As you can guess from the title of the assignment, you are going to implement the Barnes-Hutt algorithm. The emphasis will be on load balancing, since oct-trees are not very good at knowing where the bodies are located. You should use the BSP (Bulk Synchronous Programming) model to implement the algorithm.

In BSP all of the processors do the following:

• compute
• barrier
• synchronize
• barrier
• repeat

This approach is easy to implement and the serial code will not wind up looking all that different from the parallel code. The implementation should be on a shared memory machine.

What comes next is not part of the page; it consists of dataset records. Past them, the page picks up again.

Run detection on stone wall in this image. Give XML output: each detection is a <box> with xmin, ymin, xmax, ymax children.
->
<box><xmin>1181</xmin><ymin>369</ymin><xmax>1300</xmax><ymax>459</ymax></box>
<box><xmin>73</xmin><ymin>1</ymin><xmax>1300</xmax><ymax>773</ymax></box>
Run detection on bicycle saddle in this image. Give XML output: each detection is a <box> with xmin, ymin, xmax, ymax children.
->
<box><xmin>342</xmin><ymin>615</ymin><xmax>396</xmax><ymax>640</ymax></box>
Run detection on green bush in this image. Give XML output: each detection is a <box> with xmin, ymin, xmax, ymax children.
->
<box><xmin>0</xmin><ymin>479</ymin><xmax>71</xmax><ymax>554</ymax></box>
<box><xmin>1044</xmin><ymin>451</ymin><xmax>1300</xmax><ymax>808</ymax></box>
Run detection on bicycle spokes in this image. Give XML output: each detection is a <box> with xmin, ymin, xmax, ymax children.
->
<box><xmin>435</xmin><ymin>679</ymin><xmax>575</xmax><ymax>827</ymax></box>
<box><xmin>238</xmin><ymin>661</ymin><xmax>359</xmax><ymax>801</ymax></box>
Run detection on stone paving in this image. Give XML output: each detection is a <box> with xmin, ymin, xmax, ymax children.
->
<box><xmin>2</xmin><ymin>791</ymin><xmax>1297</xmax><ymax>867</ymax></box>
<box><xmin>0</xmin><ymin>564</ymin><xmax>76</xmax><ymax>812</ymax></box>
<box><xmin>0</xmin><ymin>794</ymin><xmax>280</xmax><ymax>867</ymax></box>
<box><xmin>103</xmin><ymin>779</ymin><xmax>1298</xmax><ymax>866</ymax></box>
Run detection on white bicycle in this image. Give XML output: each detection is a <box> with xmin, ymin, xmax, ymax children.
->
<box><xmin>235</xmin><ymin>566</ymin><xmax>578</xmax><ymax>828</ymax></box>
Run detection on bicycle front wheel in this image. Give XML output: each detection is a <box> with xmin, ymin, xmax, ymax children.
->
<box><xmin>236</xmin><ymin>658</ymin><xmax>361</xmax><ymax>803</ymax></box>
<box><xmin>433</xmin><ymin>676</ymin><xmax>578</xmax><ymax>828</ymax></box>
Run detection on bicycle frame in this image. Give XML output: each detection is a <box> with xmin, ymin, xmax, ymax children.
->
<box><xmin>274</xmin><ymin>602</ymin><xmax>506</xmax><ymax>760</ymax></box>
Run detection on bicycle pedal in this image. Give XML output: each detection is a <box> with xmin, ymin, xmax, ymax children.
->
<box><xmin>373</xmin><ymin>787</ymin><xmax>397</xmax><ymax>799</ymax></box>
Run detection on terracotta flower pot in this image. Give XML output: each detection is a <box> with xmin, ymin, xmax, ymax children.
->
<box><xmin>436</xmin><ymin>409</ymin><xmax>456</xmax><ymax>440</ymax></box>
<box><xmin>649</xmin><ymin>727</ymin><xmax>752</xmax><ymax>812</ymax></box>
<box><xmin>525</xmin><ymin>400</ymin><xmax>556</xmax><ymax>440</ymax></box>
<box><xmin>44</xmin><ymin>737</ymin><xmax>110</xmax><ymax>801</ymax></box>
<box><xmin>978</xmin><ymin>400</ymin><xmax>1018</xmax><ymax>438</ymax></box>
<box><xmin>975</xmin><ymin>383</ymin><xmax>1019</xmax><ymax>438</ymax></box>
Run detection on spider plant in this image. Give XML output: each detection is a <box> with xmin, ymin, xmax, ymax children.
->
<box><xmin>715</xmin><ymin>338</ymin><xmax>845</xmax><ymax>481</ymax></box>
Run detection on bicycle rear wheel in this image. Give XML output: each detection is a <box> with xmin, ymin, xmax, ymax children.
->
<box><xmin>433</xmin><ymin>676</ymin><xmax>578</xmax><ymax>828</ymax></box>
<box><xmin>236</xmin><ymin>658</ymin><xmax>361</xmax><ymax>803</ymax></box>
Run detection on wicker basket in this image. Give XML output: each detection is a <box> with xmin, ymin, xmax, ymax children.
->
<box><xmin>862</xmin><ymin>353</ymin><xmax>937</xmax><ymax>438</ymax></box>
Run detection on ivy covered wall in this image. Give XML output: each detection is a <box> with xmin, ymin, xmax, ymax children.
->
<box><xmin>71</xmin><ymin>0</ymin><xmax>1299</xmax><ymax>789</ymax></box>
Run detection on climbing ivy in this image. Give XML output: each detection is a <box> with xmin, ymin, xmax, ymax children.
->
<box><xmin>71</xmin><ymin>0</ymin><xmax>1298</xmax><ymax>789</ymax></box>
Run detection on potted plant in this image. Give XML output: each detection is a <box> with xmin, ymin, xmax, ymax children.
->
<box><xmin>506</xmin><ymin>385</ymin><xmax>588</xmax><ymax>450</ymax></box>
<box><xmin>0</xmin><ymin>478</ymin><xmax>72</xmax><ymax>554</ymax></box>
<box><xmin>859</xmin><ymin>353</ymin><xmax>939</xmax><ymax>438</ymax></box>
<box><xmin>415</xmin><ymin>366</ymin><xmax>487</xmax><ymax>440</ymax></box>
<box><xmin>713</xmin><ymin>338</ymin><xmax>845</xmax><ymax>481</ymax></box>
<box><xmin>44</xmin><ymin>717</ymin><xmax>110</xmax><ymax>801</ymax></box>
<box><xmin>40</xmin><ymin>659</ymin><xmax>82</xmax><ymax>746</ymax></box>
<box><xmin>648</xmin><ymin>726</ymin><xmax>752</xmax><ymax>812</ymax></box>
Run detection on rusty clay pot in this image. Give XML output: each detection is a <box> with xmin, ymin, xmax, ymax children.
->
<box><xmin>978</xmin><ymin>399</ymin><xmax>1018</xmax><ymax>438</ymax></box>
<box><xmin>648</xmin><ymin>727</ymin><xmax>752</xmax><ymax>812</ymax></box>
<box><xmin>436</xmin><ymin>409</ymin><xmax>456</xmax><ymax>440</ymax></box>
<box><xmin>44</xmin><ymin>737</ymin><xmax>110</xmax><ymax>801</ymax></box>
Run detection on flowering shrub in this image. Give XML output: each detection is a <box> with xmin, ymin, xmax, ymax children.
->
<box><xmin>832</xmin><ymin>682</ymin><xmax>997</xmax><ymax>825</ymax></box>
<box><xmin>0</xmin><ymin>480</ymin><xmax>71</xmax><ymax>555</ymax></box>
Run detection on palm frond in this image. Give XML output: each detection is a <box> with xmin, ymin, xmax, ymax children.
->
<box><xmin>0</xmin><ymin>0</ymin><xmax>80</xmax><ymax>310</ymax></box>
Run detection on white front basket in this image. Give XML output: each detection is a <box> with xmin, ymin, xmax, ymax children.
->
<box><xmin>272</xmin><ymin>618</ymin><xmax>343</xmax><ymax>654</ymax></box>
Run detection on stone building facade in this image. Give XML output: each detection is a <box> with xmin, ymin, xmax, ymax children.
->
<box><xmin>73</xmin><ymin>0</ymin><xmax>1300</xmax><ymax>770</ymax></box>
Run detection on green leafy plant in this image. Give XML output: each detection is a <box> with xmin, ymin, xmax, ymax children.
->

Now to the fun part-load balancing. You can implement one of two load balancing algorithms (1) orthogonal recursive bisection (2) cost-zones. The first scheme is the easier of the two, and only works in 2-D. The second scheme will take more work to implement. You should use shared memory for this load balancing algorithm, as it will be much easier to implement this way.

The choice is yours-if you feel adventurous and have the time, try 2. However it is not required (you will clearly get extra consideration for implementing the second method). There will be no loss of marks if you chose 1.

You should use 4 to 6 processors . Assume that the particles all have the same mass (say 1). You should present results for several (at least 3) different initial configurations, i.e. different load distributions in which you show the results for all of the processors. You should run the algorithm without load balancing for one of the initial configurations in order to show the improvements produced by the algorithm.

## References

• The Barnes-Hutt lecture material, Berkeley slides are a good place to start. This will be posted. The material we cover in class will help.
• " A Hierarchical O(n log n) force calculation algorithm", J. Barnes and P. Hut, Nature, v. 324 (1986). This is the original paper.
• Blackston and Suel, Supercomputing 1997 is the article which covers the parallelization scheme
• Warren and Salmon, Supercomputing 1992 covers the orthogonal recursive bisection algorithm
• Warren and Salmon, Supercomputing 1992 for LET and hashed cost zones
• ## The assignment

Your assignment should be submitted in two parts:
• A tar file containing a separate directory for each of your programs. Each directory should contain your source code and a Makefile.